September is National Suicide Prevention Month, a month dedicated to raising awareness of the invisible wounds many face and the resources available to help both veterans and civilians get the mental health help they need.
Serving in the Army for 24-years as a nurse and physician from the Vietnam era to the first Gulf War, I have seen many of my fellow veterans suffer from anxiety, depression, survivors’ guilt, and PTSD. For some American veterans who served in Afghanistan in the Global War on Terror, the recent events that have unfolded may leave some veterans feeling depressed, anxious, or even suicidal.
Because of the urgency of this matter, I joined several of my colleagues in calling the Veterans’ Affairs Chair Rep. Mike Takano to hold a hearing on the impacts the withdrawal may have on veterans’ mental health and how we can better improve the Veterans Crisis Line (VCL) through legislation like my Revising and Expediting Actions for the Crisis Hotline (REACH) for Veterans Act.
On top of improving resources such as the VCL, it is critical that we ensure veterans and civilians are aware of the resources available to them. If you are a veteran or know a veteran who is struggling, please reach out to the Veterans Crisis Line by calling 1-800-273-8255 and pressing one.
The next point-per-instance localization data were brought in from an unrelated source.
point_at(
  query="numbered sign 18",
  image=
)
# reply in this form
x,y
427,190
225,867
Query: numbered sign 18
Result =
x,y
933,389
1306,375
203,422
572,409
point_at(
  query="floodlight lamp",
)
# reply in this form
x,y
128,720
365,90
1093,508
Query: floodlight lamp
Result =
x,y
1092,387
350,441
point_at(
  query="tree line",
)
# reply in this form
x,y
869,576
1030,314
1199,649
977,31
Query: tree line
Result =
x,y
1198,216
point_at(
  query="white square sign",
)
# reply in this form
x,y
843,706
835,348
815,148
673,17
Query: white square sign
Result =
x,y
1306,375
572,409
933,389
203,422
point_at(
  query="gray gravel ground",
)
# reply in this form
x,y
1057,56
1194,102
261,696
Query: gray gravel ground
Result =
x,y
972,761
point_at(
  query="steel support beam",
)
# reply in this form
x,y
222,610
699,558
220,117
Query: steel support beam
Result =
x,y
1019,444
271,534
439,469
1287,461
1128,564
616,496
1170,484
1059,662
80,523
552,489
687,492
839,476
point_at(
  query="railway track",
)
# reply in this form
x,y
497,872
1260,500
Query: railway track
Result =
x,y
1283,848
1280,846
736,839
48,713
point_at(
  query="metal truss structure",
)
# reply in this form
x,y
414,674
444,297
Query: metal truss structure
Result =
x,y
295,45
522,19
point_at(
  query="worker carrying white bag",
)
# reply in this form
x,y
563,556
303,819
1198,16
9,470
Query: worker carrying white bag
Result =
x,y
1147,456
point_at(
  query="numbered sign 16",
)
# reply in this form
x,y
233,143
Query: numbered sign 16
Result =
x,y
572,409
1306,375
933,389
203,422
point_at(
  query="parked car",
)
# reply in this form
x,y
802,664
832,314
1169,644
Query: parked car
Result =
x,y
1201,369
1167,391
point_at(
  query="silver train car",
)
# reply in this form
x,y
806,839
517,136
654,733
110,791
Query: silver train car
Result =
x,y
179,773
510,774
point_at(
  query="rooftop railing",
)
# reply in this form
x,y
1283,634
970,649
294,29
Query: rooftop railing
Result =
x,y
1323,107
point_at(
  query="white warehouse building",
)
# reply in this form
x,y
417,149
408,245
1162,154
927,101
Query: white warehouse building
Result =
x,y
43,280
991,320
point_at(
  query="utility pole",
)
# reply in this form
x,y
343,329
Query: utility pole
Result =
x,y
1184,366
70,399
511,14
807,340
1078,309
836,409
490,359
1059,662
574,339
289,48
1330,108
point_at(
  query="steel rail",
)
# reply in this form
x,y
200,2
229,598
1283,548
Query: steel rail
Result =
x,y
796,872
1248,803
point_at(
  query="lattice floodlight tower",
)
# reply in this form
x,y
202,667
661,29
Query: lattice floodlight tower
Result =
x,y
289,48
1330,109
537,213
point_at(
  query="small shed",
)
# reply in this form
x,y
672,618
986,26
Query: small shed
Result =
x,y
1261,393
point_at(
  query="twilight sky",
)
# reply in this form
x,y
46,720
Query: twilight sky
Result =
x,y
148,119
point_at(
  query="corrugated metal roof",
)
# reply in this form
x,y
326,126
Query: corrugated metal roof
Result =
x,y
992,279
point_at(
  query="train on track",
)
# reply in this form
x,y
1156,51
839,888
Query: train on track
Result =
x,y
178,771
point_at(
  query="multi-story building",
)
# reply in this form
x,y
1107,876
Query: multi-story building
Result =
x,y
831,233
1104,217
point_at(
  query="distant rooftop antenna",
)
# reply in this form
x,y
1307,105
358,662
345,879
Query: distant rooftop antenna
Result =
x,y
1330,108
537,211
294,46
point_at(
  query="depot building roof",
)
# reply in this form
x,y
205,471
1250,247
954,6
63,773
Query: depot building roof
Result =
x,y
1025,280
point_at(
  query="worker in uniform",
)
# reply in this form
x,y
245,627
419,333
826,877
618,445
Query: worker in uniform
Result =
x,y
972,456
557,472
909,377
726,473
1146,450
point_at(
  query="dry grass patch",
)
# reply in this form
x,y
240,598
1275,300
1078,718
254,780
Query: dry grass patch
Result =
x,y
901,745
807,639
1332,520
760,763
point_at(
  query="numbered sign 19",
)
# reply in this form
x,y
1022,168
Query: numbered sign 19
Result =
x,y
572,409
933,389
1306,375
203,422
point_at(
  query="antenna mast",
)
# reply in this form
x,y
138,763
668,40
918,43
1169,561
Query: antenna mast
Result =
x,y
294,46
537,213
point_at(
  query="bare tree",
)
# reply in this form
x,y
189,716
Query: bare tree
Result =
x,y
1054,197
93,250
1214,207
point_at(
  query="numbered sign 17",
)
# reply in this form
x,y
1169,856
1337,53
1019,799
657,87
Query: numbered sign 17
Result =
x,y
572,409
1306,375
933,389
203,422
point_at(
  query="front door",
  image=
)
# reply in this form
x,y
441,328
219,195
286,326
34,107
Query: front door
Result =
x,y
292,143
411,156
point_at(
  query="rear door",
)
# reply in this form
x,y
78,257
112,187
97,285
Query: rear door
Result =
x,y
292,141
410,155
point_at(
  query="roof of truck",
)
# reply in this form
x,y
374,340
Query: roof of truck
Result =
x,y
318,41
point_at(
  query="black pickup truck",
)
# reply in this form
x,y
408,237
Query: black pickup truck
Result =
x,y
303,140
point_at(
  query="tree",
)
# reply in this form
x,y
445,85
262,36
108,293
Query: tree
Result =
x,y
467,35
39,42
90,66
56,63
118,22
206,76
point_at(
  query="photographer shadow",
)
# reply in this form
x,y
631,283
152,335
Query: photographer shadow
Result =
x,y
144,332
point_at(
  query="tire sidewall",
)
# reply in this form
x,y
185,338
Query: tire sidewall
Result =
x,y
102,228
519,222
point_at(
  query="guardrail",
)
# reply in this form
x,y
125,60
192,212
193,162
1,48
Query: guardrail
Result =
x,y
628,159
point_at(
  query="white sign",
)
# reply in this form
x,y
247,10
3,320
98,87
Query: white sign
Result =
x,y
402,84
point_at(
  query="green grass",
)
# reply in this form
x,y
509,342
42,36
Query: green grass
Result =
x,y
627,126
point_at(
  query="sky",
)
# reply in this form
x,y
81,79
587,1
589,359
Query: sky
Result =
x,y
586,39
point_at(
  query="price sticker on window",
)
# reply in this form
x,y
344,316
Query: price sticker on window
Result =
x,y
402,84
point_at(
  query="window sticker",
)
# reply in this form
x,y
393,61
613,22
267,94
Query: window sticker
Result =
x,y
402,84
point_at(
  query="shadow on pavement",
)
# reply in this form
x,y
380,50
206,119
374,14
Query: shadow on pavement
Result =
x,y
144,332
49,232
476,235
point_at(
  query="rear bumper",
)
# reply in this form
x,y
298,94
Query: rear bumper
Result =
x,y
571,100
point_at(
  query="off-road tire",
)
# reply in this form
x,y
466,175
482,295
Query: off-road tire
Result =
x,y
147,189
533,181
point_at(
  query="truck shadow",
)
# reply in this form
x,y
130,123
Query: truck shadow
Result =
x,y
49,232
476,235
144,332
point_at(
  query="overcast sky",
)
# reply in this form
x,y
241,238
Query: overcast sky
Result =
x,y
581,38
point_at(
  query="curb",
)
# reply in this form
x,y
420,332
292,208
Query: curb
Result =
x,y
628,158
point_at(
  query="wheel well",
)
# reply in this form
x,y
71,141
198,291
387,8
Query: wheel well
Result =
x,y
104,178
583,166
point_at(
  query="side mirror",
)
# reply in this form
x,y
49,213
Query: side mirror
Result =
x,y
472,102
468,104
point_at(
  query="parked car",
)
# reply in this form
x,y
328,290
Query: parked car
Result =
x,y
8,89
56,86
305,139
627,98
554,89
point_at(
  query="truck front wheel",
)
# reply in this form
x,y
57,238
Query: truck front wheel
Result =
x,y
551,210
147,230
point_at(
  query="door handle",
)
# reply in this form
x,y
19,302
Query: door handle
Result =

If you are a civilian, the National Suicide Prevention Lifeline saves countless lives every year and can be reached 24 hours a day at 800-273-8255.
I want you to know that you are not alone and that there are people who care and are trained to help you in any mental health crisis you might face.
I encourage everyone to check in on your family and friends because sometimes the deepest wounds are the ones that you cannot see.